I guess this would file under a leaky abstraction of some sort.
GOMAXPROCS is very often used to decide the upper bound on the number of worker goroutines to spawn. That way each goroutine is guaranteed a full CPU core.
How does the code that spawns GOMAXPROCS goroutines ensure that each of them are guaranteed a core? Can other goroutines not be spawned elsewhere, which would compete for OS threads within the scheduler?
I don’t think “each goroutine is guaranteed a full CPU core” is accurate at all, but GOMAXPROCS is still (probably) the right number of workers. Dealing efficiently with (many) more goroutines than there are threads is the point of the scheduler — to some extent it’s the point of the language. Having more than GOMAXPROCS goroutines is a normal condition, and you should expect them to get scheduled fairly, and not to contend with each other significantly unless you’re actually using nearly all of the available CPU (which usually isn’t the case).
But if you have fewer than GOMAXPROCS goroutines in your worker pool, then if a bunch of work comes in and nothing else is going on, you’re leaving performance on the table by not bursting onto all of the available cores immediately.
And if you follow that logic, then you can see why, although setting GOMAXPROCS equal to your quota share is a somewhat reasonable thing to do, it’s not the only reasonable thing to do, or even the obviously correct thing to do. Setting GOMAXPROCS equal to your quota share means that every Go thread can use 100% CPU all the time and you won’t get throttled by the OS scheduler. But if you set GOMAXPROCS to the number of actual cores, you can potentially use all of those cores at once… as long as you do it in a burst that’s short enough that you don’t get throttled.
When you’re dealing with a “web” sort of workload (requests arrive randomly, you do a tiny bit of work to parse them, and then you quickly block on a database server or an API or something), it’s very much possible that you will get faster response time numbers by not lowering GOMAXPROCS, or by setting it to some intermediate value. The best answer really does depend on the nature of your code, what other loads it’s sharing the machine with, and whether you’re trying to optimize for latency or throughput.
So why even use GOMAXPROCS as the size for a worker pool?
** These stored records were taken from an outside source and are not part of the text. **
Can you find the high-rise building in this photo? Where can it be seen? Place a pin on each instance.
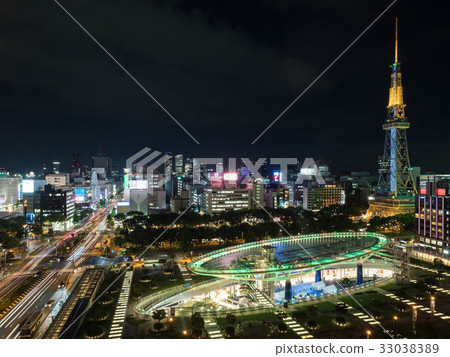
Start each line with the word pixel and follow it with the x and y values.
pixel 317 197
pixel 60 202
pixel 219 200
pixel 103 163
pixel 77 164
pixel 396 186
pixel 188 167
pixel 56 167
pixel 9 191
pixel 57 179
pixel 432 227
pixel 179 164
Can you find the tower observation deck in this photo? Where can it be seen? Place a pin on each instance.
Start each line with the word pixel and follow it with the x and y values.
pixel 396 185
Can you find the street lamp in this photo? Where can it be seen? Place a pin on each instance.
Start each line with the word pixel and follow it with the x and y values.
pixel 395 326
pixel 432 306
pixel 414 318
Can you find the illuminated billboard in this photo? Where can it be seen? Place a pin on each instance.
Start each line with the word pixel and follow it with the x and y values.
pixel 28 186
pixel 230 176
pixel 138 184
pixel 80 195
pixel 276 176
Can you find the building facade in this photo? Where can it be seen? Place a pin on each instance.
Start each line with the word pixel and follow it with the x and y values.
pixel 432 217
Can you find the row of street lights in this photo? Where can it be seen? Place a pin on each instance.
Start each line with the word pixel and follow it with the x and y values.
pixel 414 318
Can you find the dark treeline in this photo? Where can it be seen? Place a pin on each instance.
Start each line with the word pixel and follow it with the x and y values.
pixel 250 225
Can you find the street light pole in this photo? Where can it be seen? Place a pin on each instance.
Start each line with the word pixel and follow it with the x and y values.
pixel 414 319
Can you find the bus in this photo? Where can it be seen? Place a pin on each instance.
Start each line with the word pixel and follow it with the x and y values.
pixel 31 325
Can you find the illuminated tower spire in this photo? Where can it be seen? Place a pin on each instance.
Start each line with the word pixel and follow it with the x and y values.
pixel 396 178
pixel 396 40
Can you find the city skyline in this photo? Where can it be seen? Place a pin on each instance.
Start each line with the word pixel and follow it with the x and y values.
pixel 280 62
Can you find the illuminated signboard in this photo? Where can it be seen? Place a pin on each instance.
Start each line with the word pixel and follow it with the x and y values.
pixel 80 195
pixel 230 176
pixel 276 176
pixel 138 184
pixel 28 186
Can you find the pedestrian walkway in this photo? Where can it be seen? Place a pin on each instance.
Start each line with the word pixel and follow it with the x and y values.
pixel 363 316
pixel 296 327
pixel 185 273
pixel 121 308
pixel 213 329
pixel 428 269
pixel 261 298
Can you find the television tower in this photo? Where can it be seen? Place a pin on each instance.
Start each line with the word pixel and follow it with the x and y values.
pixel 396 185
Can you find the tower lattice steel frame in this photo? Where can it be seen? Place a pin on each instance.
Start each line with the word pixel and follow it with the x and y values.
pixel 396 179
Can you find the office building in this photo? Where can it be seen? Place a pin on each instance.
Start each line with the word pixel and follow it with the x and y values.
pixel 432 216
pixel 219 200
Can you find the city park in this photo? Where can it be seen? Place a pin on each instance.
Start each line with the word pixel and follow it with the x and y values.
pixel 330 285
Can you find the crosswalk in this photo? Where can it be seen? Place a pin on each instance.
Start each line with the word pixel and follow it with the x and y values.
pixel 185 273
pixel 213 329
pixel 428 269
pixel 418 306
pixel 295 326
pixel 261 299
pixel 363 316
pixel 121 309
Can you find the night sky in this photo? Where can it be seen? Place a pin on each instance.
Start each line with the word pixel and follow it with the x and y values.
pixel 225 70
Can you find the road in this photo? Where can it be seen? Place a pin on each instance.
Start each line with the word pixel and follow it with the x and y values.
pixel 47 286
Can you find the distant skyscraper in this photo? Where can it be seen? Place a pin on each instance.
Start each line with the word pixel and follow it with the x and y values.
pixel 77 164
pixel 102 162
pixel 179 164
pixel 188 167
pixel 396 185
pixel 56 167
A lot of times, you don’t need a worker pool to begin with, you can just do stuff. If an HTTP server uses a goroutine to service each request, and each of those spawns off a dozen goroutines to do this and that, no big deal, even up to high client counts. But somewhere around a million goroutines you may start to notice some scheduling degradation, or feel the pinch of having that many stacks in memory. So if you were doing something like scraping the entire web, you wouldn’t want to write
because sooner or later it would explode. Instead you would do the downloading in a worker pool sized to the number of parallel requests you want to make (which has nothing to do with GOMAXPROCS; constraints like that come from elsewhere), and the parsing in another pool (which might be GOMAXPROCS-sized), and feed them using channels.